The incident was reported at 10:28 p.m.

Froehlich said the offense carries a maximum penalty of five years in prison and a $50,000 fine.

Juneau District Judge Peter B. Froehlich told Moritz he was requiring such a high bail, in part because of his lack of ties to the community.

Moritz told Froehlich he was homeless and jobless, with no income and no money saved.

Supreme Court decision to affect Alaska

ANCHORAGE - A new U.S. Supreme Court decision may change how judicial sentences are meted out in Alaska.

Prosecutors across the state have been asked to reevaluate pending plea agreements, and Department of Law officials are studying the high court's opinion to better grasp how the state's legal system will be affected.

"We do believe it's going to impact the presumptive sentencing scheme here in Alaska," said Department of Law spokesman Mark Morones. "Whatever plea agreements that are out there that could be impacted by this decision, those agreements are being withdrawn.

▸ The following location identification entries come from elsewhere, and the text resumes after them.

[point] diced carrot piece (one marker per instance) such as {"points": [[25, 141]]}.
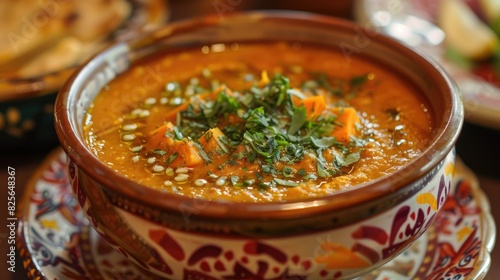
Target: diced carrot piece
{"points": [[209, 139], [187, 154], [347, 118], [156, 139], [315, 105]]}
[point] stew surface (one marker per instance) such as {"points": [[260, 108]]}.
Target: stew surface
{"points": [[257, 122]]}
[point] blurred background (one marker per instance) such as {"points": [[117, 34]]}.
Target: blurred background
{"points": [[43, 41]]}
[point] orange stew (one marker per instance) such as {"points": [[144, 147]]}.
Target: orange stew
{"points": [[257, 122]]}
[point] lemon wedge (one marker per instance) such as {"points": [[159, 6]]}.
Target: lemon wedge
{"points": [[491, 9], [465, 32]]}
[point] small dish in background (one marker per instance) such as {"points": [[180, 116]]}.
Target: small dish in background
{"points": [[45, 42]]}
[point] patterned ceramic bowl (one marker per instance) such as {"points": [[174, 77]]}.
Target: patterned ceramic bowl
{"points": [[26, 104], [337, 236]]}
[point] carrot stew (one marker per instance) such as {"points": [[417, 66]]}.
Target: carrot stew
{"points": [[257, 122]]}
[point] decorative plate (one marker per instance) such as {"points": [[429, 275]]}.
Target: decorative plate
{"points": [[414, 23], [55, 240], [27, 104]]}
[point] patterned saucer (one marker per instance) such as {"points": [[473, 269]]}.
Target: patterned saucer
{"points": [[55, 240]]}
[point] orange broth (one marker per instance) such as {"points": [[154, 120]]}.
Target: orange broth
{"points": [[337, 123]]}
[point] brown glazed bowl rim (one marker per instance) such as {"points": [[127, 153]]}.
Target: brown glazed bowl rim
{"points": [[443, 143], [30, 87]]}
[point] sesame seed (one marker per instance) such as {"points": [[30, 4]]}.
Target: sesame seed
{"points": [[158, 168], [175, 101], [200, 182], [168, 183], [128, 137], [135, 159], [169, 171], [183, 175], [136, 149], [129, 127], [144, 114], [221, 181], [182, 170], [136, 112], [150, 101]]}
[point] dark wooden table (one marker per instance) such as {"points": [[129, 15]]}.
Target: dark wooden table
{"points": [[478, 147]]}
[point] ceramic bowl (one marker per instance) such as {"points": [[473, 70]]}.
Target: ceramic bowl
{"points": [[341, 235], [26, 104]]}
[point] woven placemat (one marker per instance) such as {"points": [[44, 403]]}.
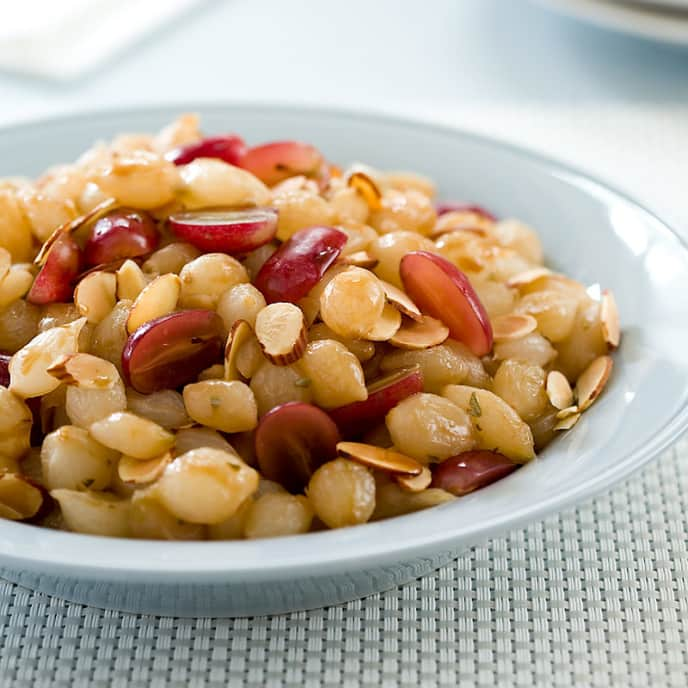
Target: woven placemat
{"points": [[595, 596]]}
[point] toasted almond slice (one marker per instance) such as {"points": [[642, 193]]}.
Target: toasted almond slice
{"points": [[140, 472], [590, 384], [528, 277], [387, 326], [359, 259], [96, 295], [367, 188], [559, 390], [71, 226], [513, 326], [19, 497], [415, 483], [85, 371], [157, 299], [462, 221], [401, 301], [609, 319], [414, 335], [130, 280], [241, 332], [282, 333], [568, 411], [379, 458], [568, 422]]}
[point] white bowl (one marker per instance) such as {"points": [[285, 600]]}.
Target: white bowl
{"points": [[589, 231]]}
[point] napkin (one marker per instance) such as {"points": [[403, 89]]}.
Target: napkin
{"points": [[63, 39]]}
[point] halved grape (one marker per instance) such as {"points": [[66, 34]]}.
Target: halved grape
{"points": [[299, 263], [441, 290], [227, 231], [292, 441], [123, 233], [470, 471], [273, 162], [171, 351], [383, 395], [229, 148]]}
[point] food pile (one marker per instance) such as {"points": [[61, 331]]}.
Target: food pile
{"points": [[206, 340]]}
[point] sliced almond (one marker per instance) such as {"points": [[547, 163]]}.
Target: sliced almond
{"points": [[513, 326], [359, 259], [71, 226], [19, 497], [240, 333], [568, 422], [157, 299], [462, 221], [387, 326], [96, 295], [609, 320], [140, 472], [130, 280], [592, 381], [281, 332], [568, 411], [367, 188], [85, 371], [528, 277], [401, 301], [558, 390], [379, 458], [413, 335], [415, 483]]}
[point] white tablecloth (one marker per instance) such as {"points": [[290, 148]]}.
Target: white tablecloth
{"points": [[594, 596]]}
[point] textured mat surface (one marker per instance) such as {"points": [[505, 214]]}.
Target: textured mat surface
{"points": [[597, 596]]}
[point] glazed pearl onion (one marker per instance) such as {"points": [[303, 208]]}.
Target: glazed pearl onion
{"points": [[206, 485]]}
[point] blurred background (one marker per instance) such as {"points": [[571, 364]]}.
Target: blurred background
{"points": [[556, 76]]}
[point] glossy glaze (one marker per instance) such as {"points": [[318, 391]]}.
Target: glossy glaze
{"points": [[591, 232]]}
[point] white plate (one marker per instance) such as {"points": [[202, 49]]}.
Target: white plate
{"points": [[592, 232], [649, 21]]}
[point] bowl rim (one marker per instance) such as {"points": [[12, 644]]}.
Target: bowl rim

They're going to have to take a look at it again in light of the decision."

The Supreme Court ruled Thursday that juries - not judges - must decide whether to impose sentences beyond the guidelines.

Stranded travelers escorted from Chicken

ANCHORAGE - Remaining travelers stranded by wildfires safely left the tiny community of Chicken early Saturday and fire managers planned to reopen the Taylor Highway on a limited basis beginning at midnight if conditions allowed.

Several dozen vehicles were escorted on the highway overnight, most arriving at Tok, about 70 miles to the southwest, by 8 a.m. Saturday. An earlier convoy of 70 vehicles left Chicken early Friday.

Three fires prompted the closure Thursday of a 90-mile stretch of the highway on both sides of the old mining community of 21 people. The closure stranded about 200 residents, travelers and seasonal miners.

Saturday started a bit quieter with cooler temperatures, but conditions heated up as the day wore on and winds picked up in the 10-mph range.

Fueled by hot dry conditions all week, the Chicken fire - with its north flank about a mile south of the community - had grown to an estimated 37,000 acres and merged with the 8,800-acre Wall Street fire, about eight miles east of Chicken.

Closer to Tok, the Porcupine fire was estimated at 45,000 acres. The Billy Creek fire, about 60 miles northwest of Tok, was estimated at more than 50,000 acres.

Blunder puts crimp in crab boat buyout

ANCHORAGE - Federal officials are halting a planned $100 million government buyout of Bering Sea king and snow crab boats, citing a bureaucratic blunder.

The temporary stop could mean some boat owners who thought they were selling out of the fishery and retiring their boats won't be bought out. It also could force another vote of crabbers on whether they want to proceed with the buyout program.

Phil Smith, a National Marine Fisheries Service manager in Juneau, said historical catch records were miscalculated on some of the 28 boats the agency recently announced would be bought out.

The government sought to retire boats with the strongest fishing records, leaving more crab to go around for the roughly 230 boats remaining in the oversized and economically distressed fleet.

But NMFS officials mistakenly overstated the catch history of those boats that have more than one owner, Smith said. So, for a boat with two or three owners, the boat's catch history was incorrectly doubled or tripled, he told the Anchorage Daily News.